Sparse Storage Formats

Let’s use the following matrix as a running example:

\[ A = \begin{bmatrix} 1 & 0 & 0 & 2 \\ 0 & 0 & 3 & 0 \\ 4 & 0 & 5 & 6 \end{bmatrix} \]

1. CSR (Compressed Sparse Row)

Stores nonzeros row by row:

values: nonzeros in row order -> \([1, 2, 3, 4, 5, 6]\)
col_idx: column index for each nonzero -> \([0, 3, 2, 0, 2, 3]\)
row_ptr: where each row starts in values with the last value equal to the total number of nonzero values in the matrix -> \([0, 2, 3, 6]\)
- In other words, each number in row_ptr tells us the cumulative number of nonzeros up to that row. The last value (sentinel) is needed to know how to slice the last row correctly
- Each row has an entry in row_ptr even if it is all zeros -> len(row_ptr) = number of rows + 1

Quickly jump to all nonzeros in a given row.

2. CSC (Compressed Sparse Column)

Stores values column by column:

values: nonzeros in column order -> \([1, 4, 3, 5, 2, 6]\)
row_idx: row index for each nonzero -> \([0, 2, 1, 2, 0, 2]\)
col_ptr: where each column starts in values -> \([0, 2, 2, 4, 6]\)

Quickly jump to all nonzeros in a given column.

3. COO (Coordinate format)

Stores each nonzero explicitly as a tuple:

row indices: row index of each nonzero -> \([0, 0, 1, 2, 2, 2]\)
col indices: column index of each nonzero -> \([0, 3, 2, 0, 2, 3]\)
values: nonzero values -> \([1, 2, 3, 4, 5, 6]\)

Very flexible, simple to construct, but less efficient for arithmetic.

Data-Dependent Memory Access

While these formats save memory and avoid wasted computation on zeros, they introduce a new problem: irregular memory access.

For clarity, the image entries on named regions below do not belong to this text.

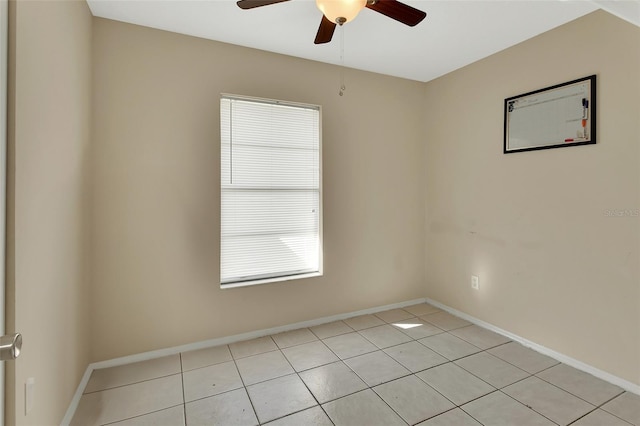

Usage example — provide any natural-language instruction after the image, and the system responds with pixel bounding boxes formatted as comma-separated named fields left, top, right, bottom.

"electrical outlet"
left=471, top=275, right=480, bottom=290
left=24, top=377, right=36, bottom=416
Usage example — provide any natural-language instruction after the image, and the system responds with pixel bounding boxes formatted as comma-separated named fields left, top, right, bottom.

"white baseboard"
left=426, top=298, right=640, bottom=395
left=61, top=298, right=427, bottom=426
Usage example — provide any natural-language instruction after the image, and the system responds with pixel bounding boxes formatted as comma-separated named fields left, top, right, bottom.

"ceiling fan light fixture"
left=316, top=0, right=367, bottom=25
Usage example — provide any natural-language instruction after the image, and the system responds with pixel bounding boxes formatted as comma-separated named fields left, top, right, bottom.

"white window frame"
left=219, top=93, right=324, bottom=289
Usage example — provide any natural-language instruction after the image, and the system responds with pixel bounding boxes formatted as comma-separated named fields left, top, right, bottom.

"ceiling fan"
left=237, top=0, right=427, bottom=44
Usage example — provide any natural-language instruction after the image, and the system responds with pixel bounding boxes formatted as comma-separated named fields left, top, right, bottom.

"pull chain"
left=338, top=25, right=347, bottom=96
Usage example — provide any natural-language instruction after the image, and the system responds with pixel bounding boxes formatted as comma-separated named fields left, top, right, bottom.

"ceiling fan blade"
left=236, top=0, right=289, bottom=9
left=367, top=0, right=427, bottom=27
left=313, top=15, right=336, bottom=44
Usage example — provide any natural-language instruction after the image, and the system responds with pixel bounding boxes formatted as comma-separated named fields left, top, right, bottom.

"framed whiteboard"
left=504, top=75, right=596, bottom=154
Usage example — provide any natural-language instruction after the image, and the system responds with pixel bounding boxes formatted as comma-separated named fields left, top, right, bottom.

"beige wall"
left=424, top=12, right=640, bottom=384
left=91, top=19, right=424, bottom=361
left=5, top=1, right=92, bottom=425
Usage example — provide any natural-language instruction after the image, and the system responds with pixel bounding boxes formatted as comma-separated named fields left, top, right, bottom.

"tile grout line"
left=229, top=350, right=262, bottom=424
left=178, top=352, right=187, bottom=425
left=270, top=342, right=339, bottom=426
left=74, top=302, right=631, bottom=425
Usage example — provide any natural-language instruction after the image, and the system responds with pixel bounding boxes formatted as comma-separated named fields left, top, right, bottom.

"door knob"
left=0, top=333, right=22, bottom=361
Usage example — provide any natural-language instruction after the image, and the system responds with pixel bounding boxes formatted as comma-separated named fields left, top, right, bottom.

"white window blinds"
left=220, top=96, right=321, bottom=285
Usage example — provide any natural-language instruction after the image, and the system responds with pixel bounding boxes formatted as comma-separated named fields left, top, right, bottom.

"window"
left=220, top=95, right=322, bottom=287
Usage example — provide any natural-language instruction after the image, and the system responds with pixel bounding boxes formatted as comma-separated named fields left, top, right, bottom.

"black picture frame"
left=503, top=75, right=596, bottom=154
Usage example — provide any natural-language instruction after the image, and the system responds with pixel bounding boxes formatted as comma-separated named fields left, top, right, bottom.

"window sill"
left=220, top=272, right=322, bottom=290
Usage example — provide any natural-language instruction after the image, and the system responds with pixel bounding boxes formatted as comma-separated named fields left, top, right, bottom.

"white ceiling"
left=87, top=0, right=640, bottom=81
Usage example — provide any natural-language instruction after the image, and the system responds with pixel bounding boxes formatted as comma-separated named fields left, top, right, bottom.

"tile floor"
left=71, top=304, right=640, bottom=426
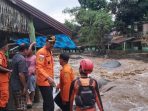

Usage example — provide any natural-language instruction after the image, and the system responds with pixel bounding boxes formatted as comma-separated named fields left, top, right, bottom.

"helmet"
left=80, top=59, right=94, bottom=74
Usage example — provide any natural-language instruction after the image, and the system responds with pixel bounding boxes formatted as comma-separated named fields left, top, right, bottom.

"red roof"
left=9, top=0, right=72, bottom=36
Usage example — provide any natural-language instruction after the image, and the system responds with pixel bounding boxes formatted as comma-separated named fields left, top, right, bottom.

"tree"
left=109, top=0, right=148, bottom=33
left=78, top=0, right=107, bottom=10
left=65, top=8, right=113, bottom=45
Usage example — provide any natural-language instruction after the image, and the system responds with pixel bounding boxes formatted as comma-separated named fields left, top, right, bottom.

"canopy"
left=16, top=34, right=76, bottom=49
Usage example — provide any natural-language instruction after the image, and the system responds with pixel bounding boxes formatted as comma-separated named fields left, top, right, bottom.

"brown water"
left=28, top=55, right=148, bottom=111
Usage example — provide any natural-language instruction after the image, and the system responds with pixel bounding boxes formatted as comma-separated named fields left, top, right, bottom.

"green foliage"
left=78, top=0, right=107, bottom=10
left=64, top=20, right=80, bottom=37
left=108, top=0, right=148, bottom=33
left=65, top=8, right=113, bottom=45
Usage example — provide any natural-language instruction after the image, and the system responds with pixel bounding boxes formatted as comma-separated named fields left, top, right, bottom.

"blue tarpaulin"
left=16, top=34, right=76, bottom=49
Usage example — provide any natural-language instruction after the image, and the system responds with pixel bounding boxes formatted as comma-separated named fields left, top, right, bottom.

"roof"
left=9, top=0, right=72, bottom=36
left=111, top=36, right=134, bottom=44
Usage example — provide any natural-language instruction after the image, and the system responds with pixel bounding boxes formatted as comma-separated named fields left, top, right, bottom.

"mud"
left=29, top=55, right=148, bottom=111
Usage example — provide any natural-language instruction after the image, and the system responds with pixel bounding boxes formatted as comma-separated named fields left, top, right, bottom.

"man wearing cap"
left=0, top=41, right=11, bottom=111
left=36, top=36, right=55, bottom=111
left=55, top=54, right=74, bottom=111
left=10, top=44, right=29, bottom=111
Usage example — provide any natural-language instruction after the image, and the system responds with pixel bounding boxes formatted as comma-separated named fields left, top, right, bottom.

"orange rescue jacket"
left=0, top=51, right=9, bottom=83
left=59, top=64, right=74, bottom=102
left=36, top=46, right=54, bottom=86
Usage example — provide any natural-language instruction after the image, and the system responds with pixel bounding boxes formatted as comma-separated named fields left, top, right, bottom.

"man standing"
left=36, top=36, right=55, bottom=111
left=55, top=54, right=74, bottom=111
left=0, top=41, right=11, bottom=111
left=10, top=44, right=29, bottom=111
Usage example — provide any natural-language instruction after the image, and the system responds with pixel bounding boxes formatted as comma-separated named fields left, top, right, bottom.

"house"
left=0, top=0, right=71, bottom=40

In dense matrices, elements are stored in predictable row-major or column-major order. Access is regular and cache-friendly.
In sparse formats, operations require following index arrays. For example, in CSR sparse-matrix–vector multiply:

for row in range(len(row_ptr) - 1):
    start = row_ptr[row]
    end = row_ptr[row + 1]
    for idx in range(start, end):
        y[row] += values[idx] * x[col_idx[idx]]

Notice the indirect access: x[col_idx[idx]]. The position depends on the sparsity pattern, which means you can’t rely on fixed strides or sequential memory access (for the x vector ONLY since values are accessed sequentially).

Takeaway

Sparse formats like CSR, CSC, and COO are essential to handle large sparse matrices efficiently. They compress storage and reduce computation — but the cost is data-dependent memory access, which can bottleneck performance. This is why modern research often pushes for structured sparsity patterns: they strike a balance between compression and predictable, hardware-friendly memory access.